⁸ Institute of Preventive Medicine, National Defense Medical Center, Taipei 11217, Taiwan.
⁹ Department of Microbiology and Immunology, National Defense Medical Center, Taipei 11217, Taiwan; Graduate Institute of Applied Science and Technology, National Taiwan University of Science and Technology, Taipei, Taiwan.
¹⁰ Department of Medical Research, Taipei Veterans General Hospital, Taipei 11217, Taiwan; Institute of Pharmacology, School of Medicine, National Yang Ming Chiao Tung University, Taipei 112304, Taiwan. Electronic address: sjchou3@vghtpe.gov.tw.
¹¹ Department of Medical Research, Taipei Veterans General Hospital, Taipei 11217, Taiwan; Institute of Pharmacology, School of Medicine, National Yang Ming Chiao Tung University, Taipei 112304, Taiwan. Electronic address: shchiou@vghtpe.gov.tw.

PMID: 37557954
DOI: 10.1016/j.jare.2023.08.005

Abstract

Background: Modifications of lipid metabolism were closely associated with the manifestations and prognosis of coronavirus disease of 2019 (COVID-19). Pre-existing metabolic conditions exacerbated the severity of severe acute respiratory syndrome coronavirus 2 (SARS-CoV-2) infection while modulations of aberrant lipid metabolisms alleviated the manifestations. To elucidate the underlying mechanisms, an experimental platform that reproduces human respiratory physiology is required.
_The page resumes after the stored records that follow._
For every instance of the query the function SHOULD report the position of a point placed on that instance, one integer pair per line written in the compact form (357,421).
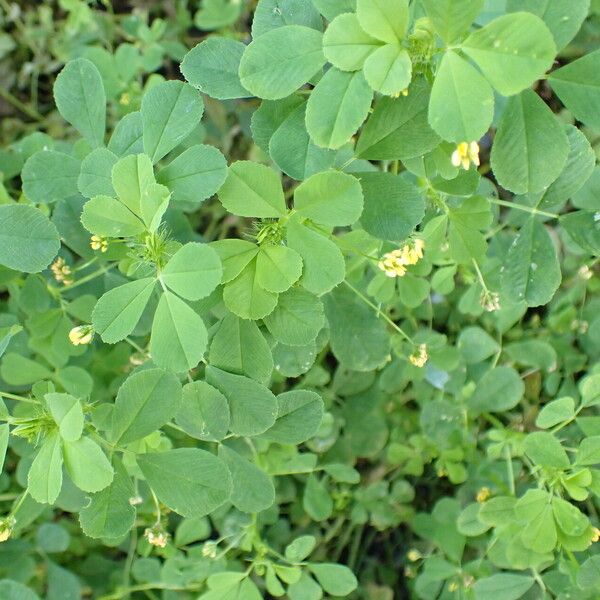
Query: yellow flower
(413,555)
(61,271)
(99,243)
(465,155)
(420,357)
(81,335)
(483,494)
(394,263)
(156,537)
(6,527)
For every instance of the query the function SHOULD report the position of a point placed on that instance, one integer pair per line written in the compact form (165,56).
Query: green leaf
(389,70)
(95,175)
(127,137)
(277,63)
(588,576)
(337,580)
(145,402)
(49,176)
(238,346)
(293,151)
(28,240)
(577,84)
(476,345)
(277,268)
(452,18)
(513,51)
(531,146)
(569,518)
(346,45)
(532,271)
(535,510)
(584,228)
(204,412)
(385,20)
(393,206)
(500,389)
(235,256)
(253,190)
(170,111)
(213,67)
(502,586)
(461,107)
(131,176)
(67,414)
(316,500)
(324,265)
(331,198)
(179,337)
(562,17)
(545,450)
(556,412)
(589,451)
(193,272)
(337,107)
(299,416)
(359,339)
(80,99)
(253,489)
(87,465)
(109,514)
(271,14)
(246,298)
(253,407)
(189,481)
(301,548)
(44,479)
(398,128)
(195,175)
(297,319)
(153,204)
(118,311)
(108,217)
(13,590)
(577,170)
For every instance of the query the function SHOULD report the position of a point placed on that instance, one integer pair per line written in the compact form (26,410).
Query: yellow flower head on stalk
(81,335)
(6,527)
(483,494)
(465,155)
(98,243)
(156,536)
(420,357)
(394,263)
(61,271)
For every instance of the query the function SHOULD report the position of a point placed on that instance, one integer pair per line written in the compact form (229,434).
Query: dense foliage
(300,299)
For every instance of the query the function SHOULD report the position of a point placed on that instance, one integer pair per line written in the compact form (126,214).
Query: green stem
(382,314)
(21,106)
(530,209)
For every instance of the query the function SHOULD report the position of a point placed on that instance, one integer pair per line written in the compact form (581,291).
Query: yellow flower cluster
(81,335)
(156,537)
(394,263)
(420,357)
(483,494)
(61,271)
(99,243)
(465,155)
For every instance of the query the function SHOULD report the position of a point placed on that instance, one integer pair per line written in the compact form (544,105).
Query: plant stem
(382,314)
(529,209)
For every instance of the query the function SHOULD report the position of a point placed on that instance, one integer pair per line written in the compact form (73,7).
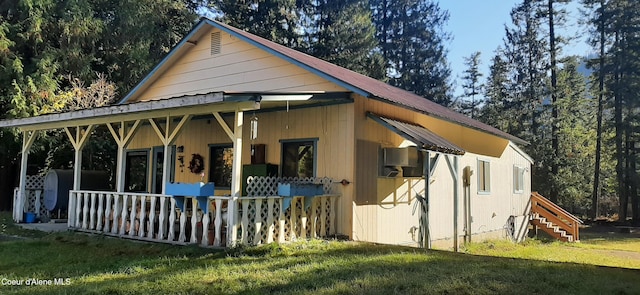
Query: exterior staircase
(554,220)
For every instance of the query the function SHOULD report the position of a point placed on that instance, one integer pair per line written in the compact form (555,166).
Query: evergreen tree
(598,39)
(471,85)
(42,42)
(275,20)
(525,49)
(411,37)
(341,32)
(576,131)
(622,66)
(497,108)
(556,17)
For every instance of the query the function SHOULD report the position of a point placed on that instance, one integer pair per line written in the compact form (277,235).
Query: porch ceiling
(179,106)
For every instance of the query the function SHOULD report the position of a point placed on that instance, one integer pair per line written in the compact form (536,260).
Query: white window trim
(483,192)
(519,170)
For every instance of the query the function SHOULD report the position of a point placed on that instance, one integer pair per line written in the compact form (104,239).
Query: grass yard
(101,265)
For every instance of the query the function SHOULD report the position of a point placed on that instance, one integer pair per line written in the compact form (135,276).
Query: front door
(136,167)
(158,164)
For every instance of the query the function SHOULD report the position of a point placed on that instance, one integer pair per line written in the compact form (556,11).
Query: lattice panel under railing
(250,215)
(34,182)
(35,197)
(265,186)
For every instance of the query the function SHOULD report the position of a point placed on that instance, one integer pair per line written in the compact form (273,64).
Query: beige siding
(331,125)
(395,224)
(240,67)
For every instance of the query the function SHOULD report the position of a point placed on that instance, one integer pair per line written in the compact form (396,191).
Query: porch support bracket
(168,136)
(123,137)
(78,140)
(224,125)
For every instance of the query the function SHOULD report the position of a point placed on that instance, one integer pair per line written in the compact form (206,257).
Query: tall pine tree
(412,41)
(472,86)
(341,32)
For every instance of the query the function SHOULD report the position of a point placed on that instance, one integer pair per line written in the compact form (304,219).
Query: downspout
(466,182)
(454,173)
(427,179)
(453,168)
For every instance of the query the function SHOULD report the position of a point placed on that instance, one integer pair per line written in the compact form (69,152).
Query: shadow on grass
(124,267)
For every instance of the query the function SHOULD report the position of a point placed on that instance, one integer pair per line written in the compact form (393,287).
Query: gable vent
(216,43)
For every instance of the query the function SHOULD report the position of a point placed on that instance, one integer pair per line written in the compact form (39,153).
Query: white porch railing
(158,218)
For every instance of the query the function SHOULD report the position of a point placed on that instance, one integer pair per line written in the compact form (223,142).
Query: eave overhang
(185,105)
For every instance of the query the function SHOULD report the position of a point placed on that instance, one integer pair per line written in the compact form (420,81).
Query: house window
(299,158)
(484,177)
(136,169)
(518,179)
(220,165)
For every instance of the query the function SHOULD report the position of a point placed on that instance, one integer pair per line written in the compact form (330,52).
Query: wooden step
(552,229)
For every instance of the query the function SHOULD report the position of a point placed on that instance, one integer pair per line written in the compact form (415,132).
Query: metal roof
(419,135)
(190,104)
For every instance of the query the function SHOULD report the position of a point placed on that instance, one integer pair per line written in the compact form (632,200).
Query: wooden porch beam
(224,125)
(176,131)
(123,138)
(168,137)
(159,132)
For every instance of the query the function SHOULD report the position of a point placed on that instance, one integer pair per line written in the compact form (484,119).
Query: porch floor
(45,227)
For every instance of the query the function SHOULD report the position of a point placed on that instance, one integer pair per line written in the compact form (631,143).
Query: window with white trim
(518,179)
(484,176)
(299,158)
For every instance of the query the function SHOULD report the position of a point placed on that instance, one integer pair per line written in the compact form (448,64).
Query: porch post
(78,141)
(168,137)
(123,138)
(453,168)
(27,140)
(236,179)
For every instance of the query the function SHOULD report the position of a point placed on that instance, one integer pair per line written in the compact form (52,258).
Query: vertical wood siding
(240,67)
(331,125)
(490,212)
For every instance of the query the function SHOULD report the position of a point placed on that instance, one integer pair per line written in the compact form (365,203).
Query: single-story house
(295,147)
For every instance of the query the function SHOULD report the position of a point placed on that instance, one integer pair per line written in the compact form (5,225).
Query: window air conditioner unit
(403,157)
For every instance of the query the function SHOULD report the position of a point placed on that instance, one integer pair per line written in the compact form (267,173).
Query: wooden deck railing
(554,213)
(158,218)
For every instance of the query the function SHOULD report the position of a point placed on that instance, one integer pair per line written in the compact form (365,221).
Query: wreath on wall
(196,165)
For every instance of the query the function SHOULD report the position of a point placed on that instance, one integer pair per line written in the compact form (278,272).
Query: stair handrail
(540,201)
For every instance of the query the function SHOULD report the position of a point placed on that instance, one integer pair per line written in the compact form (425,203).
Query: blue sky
(478,25)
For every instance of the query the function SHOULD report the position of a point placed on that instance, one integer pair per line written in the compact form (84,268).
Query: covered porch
(254,214)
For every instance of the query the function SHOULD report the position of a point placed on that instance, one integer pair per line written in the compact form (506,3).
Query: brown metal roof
(364,85)
(419,135)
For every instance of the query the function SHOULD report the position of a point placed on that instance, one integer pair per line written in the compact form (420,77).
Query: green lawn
(101,265)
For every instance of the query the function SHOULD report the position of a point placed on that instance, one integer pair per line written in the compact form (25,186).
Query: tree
(598,39)
(556,18)
(341,32)
(497,107)
(412,38)
(471,85)
(44,41)
(525,49)
(575,132)
(275,20)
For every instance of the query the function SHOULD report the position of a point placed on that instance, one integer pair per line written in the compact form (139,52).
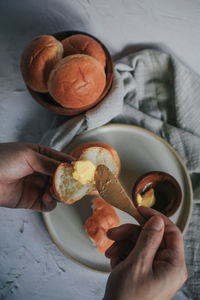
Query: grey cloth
(155,91)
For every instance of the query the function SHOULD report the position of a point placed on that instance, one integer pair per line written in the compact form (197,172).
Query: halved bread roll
(99,153)
(104,217)
(66,187)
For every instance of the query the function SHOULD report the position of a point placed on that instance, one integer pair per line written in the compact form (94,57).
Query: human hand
(25,175)
(148,263)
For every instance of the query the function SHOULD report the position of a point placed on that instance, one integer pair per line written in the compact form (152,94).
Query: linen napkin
(155,91)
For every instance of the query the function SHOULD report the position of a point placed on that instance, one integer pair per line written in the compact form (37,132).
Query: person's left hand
(25,175)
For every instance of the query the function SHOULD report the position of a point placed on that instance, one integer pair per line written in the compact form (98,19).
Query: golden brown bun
(104,217)
(77,81)
(83,148)
(84,44)
(38,58)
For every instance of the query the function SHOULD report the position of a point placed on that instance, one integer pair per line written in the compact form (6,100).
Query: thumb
(148,243)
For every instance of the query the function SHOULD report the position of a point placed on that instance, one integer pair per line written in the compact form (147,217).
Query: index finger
(172,235)
(51,153)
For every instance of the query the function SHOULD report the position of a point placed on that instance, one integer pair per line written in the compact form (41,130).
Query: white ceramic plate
(140,151)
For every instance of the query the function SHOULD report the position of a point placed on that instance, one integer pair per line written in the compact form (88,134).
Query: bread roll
(69,190)
(37,60)
(104,217)
(84,44)
(77,81)
(91,150)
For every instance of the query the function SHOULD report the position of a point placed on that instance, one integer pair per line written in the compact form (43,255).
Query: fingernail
(156,223)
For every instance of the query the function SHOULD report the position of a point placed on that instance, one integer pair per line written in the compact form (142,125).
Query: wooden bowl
(48,102)
(167,191)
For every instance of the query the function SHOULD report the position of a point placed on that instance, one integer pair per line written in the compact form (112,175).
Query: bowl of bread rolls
(67,72)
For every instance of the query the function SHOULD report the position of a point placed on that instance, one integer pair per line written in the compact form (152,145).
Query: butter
(147,199)
(84,171)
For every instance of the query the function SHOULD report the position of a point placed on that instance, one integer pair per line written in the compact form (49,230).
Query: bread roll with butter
(104,217)
(38,59)
(73,181)
(77,81)
(84,44)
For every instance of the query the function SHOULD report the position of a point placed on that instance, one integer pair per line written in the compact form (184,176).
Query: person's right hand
(148,263)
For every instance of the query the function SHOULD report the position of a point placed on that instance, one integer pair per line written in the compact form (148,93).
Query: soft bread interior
(69,189)
(104,217)
(100,156)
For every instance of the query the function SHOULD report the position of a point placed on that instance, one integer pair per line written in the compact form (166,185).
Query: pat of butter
(84,171)
(147,199)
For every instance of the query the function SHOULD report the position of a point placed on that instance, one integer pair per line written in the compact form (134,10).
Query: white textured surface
(31,267)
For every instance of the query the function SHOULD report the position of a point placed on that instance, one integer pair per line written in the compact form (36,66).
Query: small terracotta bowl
(167,191)
(48,102)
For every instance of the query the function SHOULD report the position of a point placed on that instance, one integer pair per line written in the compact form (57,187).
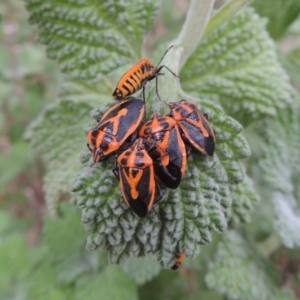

Methods: Here we generated induced pluripotent stem cell-derived airway organoids (iPSC-AOs) that resemble the human native airway. Single-cell sequencing (ScRNAseq) and microscopic examination verified the cellular heterogeneity and microstructures of iPSC-AOs, respectively. We subjected iPSC-AOs to SARS-CoV-2 infection and investigated the treatment effect of lipid modifiers statin drugs on viral pathogenesis, gene expression, and the intracellular trafficking of the SARS-CoV-2 entry receptor angiotensin-converting enzyme-2 (ACE-2).

Results: In SARS-CoV-2-infected iPSC-AOs, immunofluorescence staining detected the SARS-CoV-2 spike (S) and nucleocapsid (N) proteins and bioinformatics analysis further showed the aberrant enrichment of lipid-associated pathways. In addition, SARS-CoV-2 hijacked the host RNA replication machinery and generated the new isoforms of a high-density lipoprotein constituent apolipoprotein A1 (APOA1) and the virus-scavenging protein deleted in malignant brain tumors 1 (DMBT1). Manipulating lipid homeostasis using cholesterol-lowering drugs (e.g. Statins) relocated the viral entry receptor angiotensin-converting enzyme-2 (ACE-2) and decreased N protein expression, leading to the reduction of SARS-CoV-2 entry and replication. The same lipid modifications suppressed the entry of luciferase-expressing SARS-CoV-2 pseudoviruses containing the S proteins derived from different SARS-CoV-2 variants, i.e. wild-type, alpha, delta, and omicron.

Conclusions: Together, our data demonstrated that modifications of lipid pathways restrict SARS-CoV-2 propagation in the iPSC-AOs, which the inhibition is speculated through the translocation of ACE2 from the cell membrane to the cytosol. Considering the highly frequent mutation and generation of SARS-CoV-2 variants, targeting host metabolisms of cholesterol or other lipids may represent an alternative approach against SARS-CoV-2 infection.

Keywords: Airway organoid; Angiotensin-converting enzyme 2; Induced pluripotent stem cell; Severe acute respiratory syndrome coronavirus 2; Single cell RNA-sequencing.